No marco zero de toda cidade com mais de um milhão de habitantes tem um Paperwall.
Ele é feito do papel e seus parceiros. Papel de carta, papel de rascunho, papel de entrega, nota fiscal, papel de embrulhar carne, pão, peixe, papel jornal, papel-papel. Seus parceiros são o sangue, o verbo e a cola que mantém a estrutura firme.
Segundo as estatísticas, ele recebe mais de mil e quinhentas visitas por dia. As pessoas vão lá para reciclar seus sentimentos. Despejam sobre ele desamores, dores, rancores. Raramente despejam felicidade. Vão visitá-lo para obterem respostas e, quando isso não acontece, atiram pedras e choram nele. Algumas pedras conseguem transpassá-lo, tamanha a fúria do mundo. Apesar da vedação da cola, as lágrimas o incham e depois o encolhem, mudando sua estrutura.

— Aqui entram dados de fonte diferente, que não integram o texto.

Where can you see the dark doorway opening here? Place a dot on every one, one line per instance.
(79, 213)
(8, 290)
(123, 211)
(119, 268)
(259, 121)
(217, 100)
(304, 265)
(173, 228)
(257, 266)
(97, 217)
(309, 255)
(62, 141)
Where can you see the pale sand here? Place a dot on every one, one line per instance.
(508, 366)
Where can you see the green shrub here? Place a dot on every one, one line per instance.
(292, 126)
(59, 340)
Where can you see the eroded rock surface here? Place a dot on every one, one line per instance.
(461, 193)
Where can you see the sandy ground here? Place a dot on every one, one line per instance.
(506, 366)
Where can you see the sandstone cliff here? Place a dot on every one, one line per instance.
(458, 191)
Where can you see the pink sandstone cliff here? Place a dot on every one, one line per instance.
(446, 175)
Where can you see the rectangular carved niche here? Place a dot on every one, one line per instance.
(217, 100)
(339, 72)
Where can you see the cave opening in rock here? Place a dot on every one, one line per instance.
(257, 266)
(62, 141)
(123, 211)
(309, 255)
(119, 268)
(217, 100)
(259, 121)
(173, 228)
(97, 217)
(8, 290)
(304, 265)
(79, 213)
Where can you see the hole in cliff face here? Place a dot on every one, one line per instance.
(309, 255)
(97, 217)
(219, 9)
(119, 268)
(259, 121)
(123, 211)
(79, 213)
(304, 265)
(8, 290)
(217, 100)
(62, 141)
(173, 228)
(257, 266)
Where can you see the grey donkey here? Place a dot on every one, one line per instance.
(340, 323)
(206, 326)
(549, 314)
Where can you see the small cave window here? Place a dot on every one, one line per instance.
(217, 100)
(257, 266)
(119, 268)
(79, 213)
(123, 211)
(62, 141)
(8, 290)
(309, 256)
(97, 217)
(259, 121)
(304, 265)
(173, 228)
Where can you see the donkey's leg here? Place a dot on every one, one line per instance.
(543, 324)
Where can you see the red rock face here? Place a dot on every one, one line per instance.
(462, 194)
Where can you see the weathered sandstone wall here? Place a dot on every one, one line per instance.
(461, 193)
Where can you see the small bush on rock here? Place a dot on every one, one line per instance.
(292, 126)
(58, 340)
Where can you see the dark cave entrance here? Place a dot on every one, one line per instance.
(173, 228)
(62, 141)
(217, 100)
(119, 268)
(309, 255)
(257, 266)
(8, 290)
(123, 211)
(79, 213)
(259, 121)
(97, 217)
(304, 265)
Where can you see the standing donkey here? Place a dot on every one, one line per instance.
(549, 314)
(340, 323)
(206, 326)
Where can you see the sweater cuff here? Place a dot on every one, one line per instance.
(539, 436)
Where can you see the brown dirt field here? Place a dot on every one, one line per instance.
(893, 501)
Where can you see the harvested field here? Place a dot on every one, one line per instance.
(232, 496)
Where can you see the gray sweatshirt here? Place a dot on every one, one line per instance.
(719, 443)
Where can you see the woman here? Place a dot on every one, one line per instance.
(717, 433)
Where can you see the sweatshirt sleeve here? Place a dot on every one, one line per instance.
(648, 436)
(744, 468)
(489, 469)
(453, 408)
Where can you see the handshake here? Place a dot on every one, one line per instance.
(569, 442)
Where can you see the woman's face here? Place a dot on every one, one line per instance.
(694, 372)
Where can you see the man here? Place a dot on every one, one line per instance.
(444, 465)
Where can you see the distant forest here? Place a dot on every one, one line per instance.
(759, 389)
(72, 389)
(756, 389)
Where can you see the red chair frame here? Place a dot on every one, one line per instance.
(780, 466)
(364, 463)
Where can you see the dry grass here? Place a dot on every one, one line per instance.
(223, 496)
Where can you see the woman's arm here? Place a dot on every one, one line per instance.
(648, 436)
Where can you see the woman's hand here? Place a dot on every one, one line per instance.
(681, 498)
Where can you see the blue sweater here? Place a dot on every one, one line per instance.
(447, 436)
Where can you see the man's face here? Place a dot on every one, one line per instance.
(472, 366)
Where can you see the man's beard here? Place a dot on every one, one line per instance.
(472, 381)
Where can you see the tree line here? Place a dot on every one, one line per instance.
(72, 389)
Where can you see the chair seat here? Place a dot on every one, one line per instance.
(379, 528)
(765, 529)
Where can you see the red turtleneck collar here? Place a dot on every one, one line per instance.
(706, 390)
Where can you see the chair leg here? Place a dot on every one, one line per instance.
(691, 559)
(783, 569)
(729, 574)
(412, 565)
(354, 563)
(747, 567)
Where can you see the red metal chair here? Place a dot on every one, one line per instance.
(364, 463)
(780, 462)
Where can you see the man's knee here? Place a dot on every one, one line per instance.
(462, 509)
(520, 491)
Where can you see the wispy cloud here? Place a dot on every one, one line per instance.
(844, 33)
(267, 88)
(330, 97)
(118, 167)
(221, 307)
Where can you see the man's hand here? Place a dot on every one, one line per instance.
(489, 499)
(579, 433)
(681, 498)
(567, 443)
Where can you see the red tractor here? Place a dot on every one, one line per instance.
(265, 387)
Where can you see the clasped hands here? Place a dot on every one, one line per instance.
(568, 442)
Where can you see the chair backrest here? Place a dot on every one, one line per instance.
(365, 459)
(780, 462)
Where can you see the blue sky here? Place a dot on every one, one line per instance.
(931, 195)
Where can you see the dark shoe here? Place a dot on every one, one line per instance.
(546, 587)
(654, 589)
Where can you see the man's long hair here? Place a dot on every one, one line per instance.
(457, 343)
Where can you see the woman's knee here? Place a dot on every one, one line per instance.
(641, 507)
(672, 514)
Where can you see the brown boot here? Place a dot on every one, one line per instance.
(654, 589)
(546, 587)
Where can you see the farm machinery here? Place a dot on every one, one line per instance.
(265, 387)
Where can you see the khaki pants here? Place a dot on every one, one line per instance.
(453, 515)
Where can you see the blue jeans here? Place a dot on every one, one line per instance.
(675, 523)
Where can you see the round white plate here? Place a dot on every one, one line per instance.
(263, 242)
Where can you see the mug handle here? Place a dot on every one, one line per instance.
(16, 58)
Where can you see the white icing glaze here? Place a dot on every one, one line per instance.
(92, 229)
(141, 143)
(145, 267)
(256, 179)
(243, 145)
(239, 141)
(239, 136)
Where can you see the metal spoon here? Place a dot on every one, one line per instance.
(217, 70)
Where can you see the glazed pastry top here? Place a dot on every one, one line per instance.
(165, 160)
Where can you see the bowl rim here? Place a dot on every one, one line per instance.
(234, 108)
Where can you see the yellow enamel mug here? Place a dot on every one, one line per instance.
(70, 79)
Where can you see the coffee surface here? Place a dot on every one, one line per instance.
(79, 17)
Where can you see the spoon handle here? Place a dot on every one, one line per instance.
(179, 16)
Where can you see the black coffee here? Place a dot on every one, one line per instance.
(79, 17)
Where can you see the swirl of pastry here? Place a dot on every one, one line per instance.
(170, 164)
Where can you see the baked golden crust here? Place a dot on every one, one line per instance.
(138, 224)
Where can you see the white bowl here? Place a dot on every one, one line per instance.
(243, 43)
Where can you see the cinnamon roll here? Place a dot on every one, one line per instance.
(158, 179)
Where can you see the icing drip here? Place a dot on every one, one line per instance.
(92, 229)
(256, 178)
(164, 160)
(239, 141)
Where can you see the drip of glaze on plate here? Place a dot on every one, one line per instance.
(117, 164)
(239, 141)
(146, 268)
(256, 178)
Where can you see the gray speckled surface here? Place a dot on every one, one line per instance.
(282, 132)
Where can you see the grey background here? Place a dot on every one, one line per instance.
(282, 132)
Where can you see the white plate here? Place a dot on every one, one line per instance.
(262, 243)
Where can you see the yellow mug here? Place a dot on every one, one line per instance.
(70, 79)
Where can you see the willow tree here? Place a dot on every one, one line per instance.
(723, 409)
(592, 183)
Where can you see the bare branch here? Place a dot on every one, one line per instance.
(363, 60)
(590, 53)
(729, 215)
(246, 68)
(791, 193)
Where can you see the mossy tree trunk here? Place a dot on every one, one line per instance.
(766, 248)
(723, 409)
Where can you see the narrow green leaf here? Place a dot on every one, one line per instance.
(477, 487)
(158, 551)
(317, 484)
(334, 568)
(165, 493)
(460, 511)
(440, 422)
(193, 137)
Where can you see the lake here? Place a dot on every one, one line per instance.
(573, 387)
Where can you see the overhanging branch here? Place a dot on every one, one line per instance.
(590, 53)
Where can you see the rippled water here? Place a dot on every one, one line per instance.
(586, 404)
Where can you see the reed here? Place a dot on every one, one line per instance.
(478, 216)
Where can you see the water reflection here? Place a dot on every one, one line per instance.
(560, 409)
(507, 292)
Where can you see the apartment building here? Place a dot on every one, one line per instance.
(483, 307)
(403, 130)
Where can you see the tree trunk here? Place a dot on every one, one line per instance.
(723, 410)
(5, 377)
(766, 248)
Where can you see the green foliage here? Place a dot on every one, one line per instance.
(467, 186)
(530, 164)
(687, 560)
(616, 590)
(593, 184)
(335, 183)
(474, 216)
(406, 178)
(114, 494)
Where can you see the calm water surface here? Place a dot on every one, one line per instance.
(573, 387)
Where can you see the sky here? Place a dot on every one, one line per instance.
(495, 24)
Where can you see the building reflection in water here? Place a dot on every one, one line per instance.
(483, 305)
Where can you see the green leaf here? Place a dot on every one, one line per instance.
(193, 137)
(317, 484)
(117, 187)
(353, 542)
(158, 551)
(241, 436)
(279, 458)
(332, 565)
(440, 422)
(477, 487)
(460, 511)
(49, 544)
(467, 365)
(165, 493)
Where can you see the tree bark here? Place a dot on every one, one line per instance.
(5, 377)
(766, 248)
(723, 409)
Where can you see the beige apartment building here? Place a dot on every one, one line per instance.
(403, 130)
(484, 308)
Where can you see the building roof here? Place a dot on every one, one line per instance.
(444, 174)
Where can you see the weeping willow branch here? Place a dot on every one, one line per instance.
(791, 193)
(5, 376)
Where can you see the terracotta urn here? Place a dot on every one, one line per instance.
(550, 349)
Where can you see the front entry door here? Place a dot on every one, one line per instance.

Mas o Paperwall não se importa com as invasões na sua matéria. Até fica feliz, porque faz com que ele mude um pouco mais a cada dia. Os buracos são seus preferidos, pois faz com que as pessoas possam se ver e se reconhecer. Porque tanto a dor quanto o amor podem estar lá. Tudo se transforma. Quanto às lágrimas, ele diz que são necessárias. Está escrito em um dos jornais que o constitui, que lágrimas evitam a explosão interna de um ser humano – humano. Se você pensar bem, parece que tem um embasamento científico essa informação.
Hoje fui visitá-lo bem cedo. É impressionante o quanto de vida tem lá! Colei uma carta de amor do lado esquerdo e um desenho colorido do lado direito. Chorei um pouquinho, abri um buraquinho com uma agulha bem fininha e prometi voltar logo-logo pra contar as novidades.